Kuwait said on Saturday its Western allies had not asked to use the gulf state as a launch point for possible military strikes against Iraq.

"No foreign power present (with forces in Kuwait) has asked to use Kuwait as a point for attack," Foreign Ministry Undersecretary Suleiman al-Shaheen told Reuters in an interview.U.S. and British troops and warplanes now in Kuwait were "defensive forces," Shaheen said.

He did not say what might be asked of Kuwait if U.N. Secretary-General Kofi Annan failed in his mission to Baghdad to resolve the standoff over U.N. arms inspections.

Most Arab states are strongly opposed to any attack.

The U.S. Navy, meanwhile, is cracking down on oil smuggling from Iraq, sending armed sailors in bulletproof vests to board more of the rusting barges and old ships that ferry Iraqi fuel through the Persian Gulf.

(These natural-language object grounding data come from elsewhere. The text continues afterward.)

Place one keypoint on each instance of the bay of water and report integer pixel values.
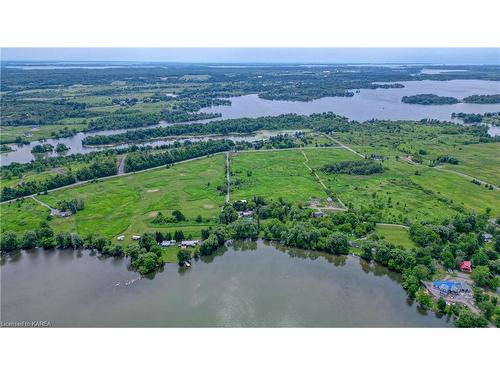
(364, 105)
(246, 284)
(368, 104)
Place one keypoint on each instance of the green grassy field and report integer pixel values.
(127, 205)
(459, 190)
(395, 235)
(21, 216)
(478, 160)
(9, 133)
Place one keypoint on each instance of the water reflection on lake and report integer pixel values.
(372, 104)
(246, 284)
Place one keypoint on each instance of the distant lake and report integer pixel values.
(247, 284)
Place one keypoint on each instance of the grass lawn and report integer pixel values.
(478, 160)
(127, 205)
(459, 190)
(21, 216)
(395, 235)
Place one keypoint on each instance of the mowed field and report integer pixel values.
(395, 235)
(126, 205)
(478, 160)
(400, 196)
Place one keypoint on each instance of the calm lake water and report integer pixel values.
(247, 284)
(365, 105)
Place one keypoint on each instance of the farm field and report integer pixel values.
(23, 215)
(273, 174)
(127, 205)
(460, 190)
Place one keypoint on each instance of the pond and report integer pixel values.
(246, 284)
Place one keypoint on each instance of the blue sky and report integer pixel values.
(262, 55)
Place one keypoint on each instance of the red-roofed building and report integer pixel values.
(466, 266)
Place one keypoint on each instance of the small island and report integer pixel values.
(429, 99)
(483, 99)
(491, 118)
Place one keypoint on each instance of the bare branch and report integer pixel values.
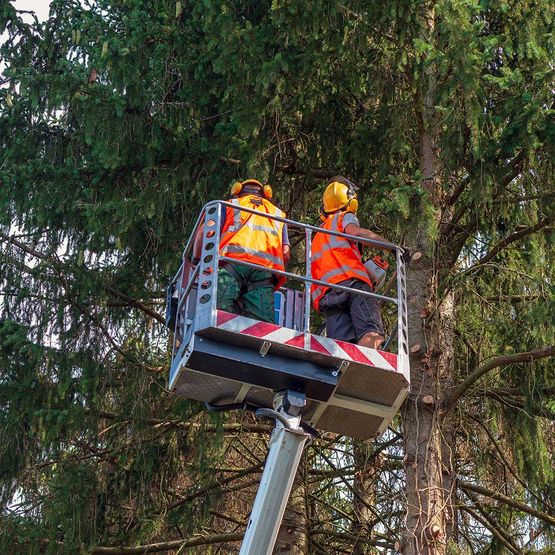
(508, 501)
(473, 377)
(494, 528)
(511, 239)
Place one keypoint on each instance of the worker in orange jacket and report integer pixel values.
(349, 317)
(252, 238)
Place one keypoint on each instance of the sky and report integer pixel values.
(40, 7)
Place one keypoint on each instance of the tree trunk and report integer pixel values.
(428, 442)
(367, 468)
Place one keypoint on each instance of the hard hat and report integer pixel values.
(251, 184)
(340, 194)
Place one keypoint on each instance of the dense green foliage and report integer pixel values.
(119, 119)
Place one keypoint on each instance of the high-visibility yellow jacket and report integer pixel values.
(254, 238)
(334, 259)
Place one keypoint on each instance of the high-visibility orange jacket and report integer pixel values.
(334, 259)
(253, 238)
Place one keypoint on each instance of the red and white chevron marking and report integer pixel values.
(308, 341)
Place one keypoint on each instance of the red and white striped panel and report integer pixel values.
(308, 341)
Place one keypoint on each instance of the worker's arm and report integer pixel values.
(286, 254)
(197, 245)
(357, 231)
(286, 245)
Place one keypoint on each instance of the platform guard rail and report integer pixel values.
(196, 309)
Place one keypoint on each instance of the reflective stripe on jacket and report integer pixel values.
(253, 238)
(334, 259)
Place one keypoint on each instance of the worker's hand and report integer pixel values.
(407, 255)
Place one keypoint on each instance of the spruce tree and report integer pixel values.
(119, 119)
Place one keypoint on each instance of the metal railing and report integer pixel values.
(204, 275)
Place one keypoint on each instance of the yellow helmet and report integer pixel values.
(238, 187)
(341, 193)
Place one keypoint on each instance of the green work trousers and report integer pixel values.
(257, 303)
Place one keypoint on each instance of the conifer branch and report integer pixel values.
(549, 519)
(129, 301)
(493, 363)
(511, 239)
(195, 541)
(493, 527)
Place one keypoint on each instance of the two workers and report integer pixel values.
(250, 237)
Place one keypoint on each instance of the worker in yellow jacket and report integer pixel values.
(256, 239)
(337, 260)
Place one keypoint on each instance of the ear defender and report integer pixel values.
(353, 205)
(237, 187)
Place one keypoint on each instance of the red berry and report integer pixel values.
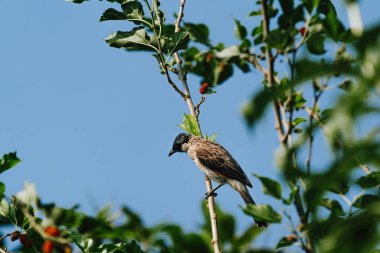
(67, 249)
(302, 31)
(52, 231)
(221, 66)
(47, 247)
(25, 240)
(203, 88)
(209, 57)
(291, 238)
(15, 235)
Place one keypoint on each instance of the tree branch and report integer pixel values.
(270, 67)
(364, 167)
(190, 104)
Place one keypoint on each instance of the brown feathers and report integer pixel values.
(215, 157)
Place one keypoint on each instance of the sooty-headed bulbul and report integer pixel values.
(217, 163)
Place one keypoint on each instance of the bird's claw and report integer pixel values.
(208, 194)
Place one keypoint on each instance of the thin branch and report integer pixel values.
(270, 67)
(161, 56)
(39, 229)
(317, 94)
(364, 167)
(190, 104)
(197, 108)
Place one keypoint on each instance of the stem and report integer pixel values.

Navy ships on Saturday escorted another two suspected violators of U.N. sanctions to the spot off Bahrain where the destroyer USS Carney is already standing guard over four suspected smugglers.

"It used to be lucrative, but now we're shutting the taps," said Cmdr. Mark H. Buzby, the Carney's commanding officer. "We have cut it to a trickle in the last couple of months."

Two U.S. warships will sail for the gulf Sunday, one day earlier than expected, as part of plans to relieve the battle group led by the aircraft carrier George Washington, the Navy said.

The guided missile destroyers San Jacinto and Cole had planned to leave Monday, but a severe weather system is moving into the area around Hampton Roads on the coast of Virginia, a U.S. Atlantic Fleet statement said.

The aircraft carrier USS John C. Stennis will sail Feb. 26 and catch up with the destroyers en route.

By the time the Stennis battle group reaches the gulf, the George Washington group will be about to complete its 180-day deployment and return to the United States.